Yesterday I saw sure-fire evidence that winter has passed, and summer is on its way. Out front of the Osborne LC I saw a pair of drifter-types. Two mean looking customers in filthy coveralls, bandanas and boots, carrying massive filthy backpacks and holding the reins on two mongrel dogs, also filthy. A third bag sat at their feet, and soon its owner, clad much the same as the other two, emerged from the LC with a flat of Molson Dry.
The gang burst into laughter, until the dogs started barking, whereupon the woman in the mix immediately lost her gap toothed grin in a fit of rage, barking at the mutt to shut the fuck up and swatting it viciously with her free fist.
Shit, I thought to myself, passing the motley crew and heading into the LC myself, they’re back. I shot the woman pummeling her dog a nasty look, only to receive one more spiteful in return.
I am no stranger to these hobo-punks, or whatever they call themselves. I’m sure you’ve seen them yourself: congregated beneath bridges or in dark corners of public parks, swilling Lucky Black or Molson Dry or Stone Cold, fighting amongst themselves or their flea-infested mongrels.
The sight of these perennial transients brought both a sense of muted revulsion and more than a tinge of nostalgia. While I was never one of them, I have certainly partied under bridges, by rivers, in alleys, in dive bars, decrepit houses and apartments with many who’ve chosen this road less traveled.
When I got home, I put on a split 45 that my old punk band put out with some other Podunk punks back in the day.
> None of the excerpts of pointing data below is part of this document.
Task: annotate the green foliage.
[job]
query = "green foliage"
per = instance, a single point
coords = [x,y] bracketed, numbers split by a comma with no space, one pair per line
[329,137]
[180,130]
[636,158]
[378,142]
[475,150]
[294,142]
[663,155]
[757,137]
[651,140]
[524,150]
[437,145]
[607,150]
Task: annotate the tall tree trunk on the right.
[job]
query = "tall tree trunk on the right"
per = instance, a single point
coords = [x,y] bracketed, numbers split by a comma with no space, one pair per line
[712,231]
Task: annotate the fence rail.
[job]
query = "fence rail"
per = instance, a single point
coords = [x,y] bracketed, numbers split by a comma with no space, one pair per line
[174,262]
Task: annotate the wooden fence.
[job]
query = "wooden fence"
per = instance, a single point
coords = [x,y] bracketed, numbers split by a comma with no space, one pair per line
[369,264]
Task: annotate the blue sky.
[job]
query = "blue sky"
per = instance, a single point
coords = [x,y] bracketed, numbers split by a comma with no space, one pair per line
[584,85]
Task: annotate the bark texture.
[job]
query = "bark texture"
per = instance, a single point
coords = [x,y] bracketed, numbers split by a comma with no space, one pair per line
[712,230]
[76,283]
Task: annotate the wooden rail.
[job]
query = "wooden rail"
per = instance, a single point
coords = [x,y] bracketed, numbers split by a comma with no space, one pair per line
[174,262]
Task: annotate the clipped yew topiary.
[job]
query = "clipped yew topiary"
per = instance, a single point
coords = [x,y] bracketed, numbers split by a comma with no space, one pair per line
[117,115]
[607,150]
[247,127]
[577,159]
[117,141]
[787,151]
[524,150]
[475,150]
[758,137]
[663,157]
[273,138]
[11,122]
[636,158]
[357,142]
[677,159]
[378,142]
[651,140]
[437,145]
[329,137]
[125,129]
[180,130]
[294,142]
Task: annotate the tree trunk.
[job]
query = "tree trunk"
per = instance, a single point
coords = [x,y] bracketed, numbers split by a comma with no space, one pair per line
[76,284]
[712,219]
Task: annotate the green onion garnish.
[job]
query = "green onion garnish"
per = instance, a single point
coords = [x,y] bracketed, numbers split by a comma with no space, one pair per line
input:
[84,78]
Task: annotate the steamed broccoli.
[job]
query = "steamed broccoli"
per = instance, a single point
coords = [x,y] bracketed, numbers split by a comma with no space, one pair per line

Degenerate losers from B.C.’s backwater all, of the four groups on the platter, only one is still kicking. Kelowna’s HippieCritz are still playing dives and basements across the Okanagan, swilling Pacific Pilsner and refusing to shower.
Most of the other players on the disc have moved on in one direction or another. One guy is married with two kids and does tattoos up North, another just had his first kid and is doing small-scale farming in the Caribou. A few have gone AWOL, while others still play music, work shitty day jobs and pay the bills.
My buddy Ty, who was the singer in one of the bands, has turned hobo himself. I’d heard rumours of his passing through Winnipeg a few times and had always expected to run into him unexpectedly on a day such as yesterday. It finally happened in November in Victoria, B.C.. He walked into the bar while I was singing a tune on stage, filthy backpack, face tattoos and all. He dropped his bag and started dancing.
After the show, I sat outside with Ty and a few other friends from the old scene in the doorway of some business closed for the evening. We drank Pacific Pil, Growers and whisky, smoked a greasy joint. Eventually I had to leave, and as I said my goodbyes to Ty he was pissing into the corner, barely able to stand. He laid out some half-baked plans of passing through Winnipeg soon, and I told him I’d see him in the future — hopefully with his pecker in his pants.
After spending years in a scene that self-identified as “podunk scumfuck,” I’m happy to have survived with a few broken bones, a couple scars, chipped teeth, bad tattoos and a short-lived skin condition or two. Others haven’t been so lucky.
My natural instinct when I cross paths with the drifter punks that crisscross this country — in wave after smelly wave — is revulsion, with a hint of anger. Why would they do this to themselves? However, when I take a moment to reflect the path that has led me to cross theirs, I see many points of convergence. There but for the grace of Spacelord go I, as the Christians say.
But I don’t think it has anything to do with divine intervention. It has something to do with circumstances, choices and chance, and likely the personal secret histories that everyone carries with them on this death march to which we are all part and parcel.
I have no idea why some people live their lives like Ty or the flea bitten drifters I saw outside the LC yesterday. I have no idea why I am sitting in a warm apartment, typing on a computer while others sleep beneath bridges. There but for a roll of the dice go you, or I, or anyone. Be kind to one another friends, and judge not lest ye be judged.
Sheldon Birnie has enjoyed two years of being Comment Editor at the Manitoban. See you in future, motherfuckers.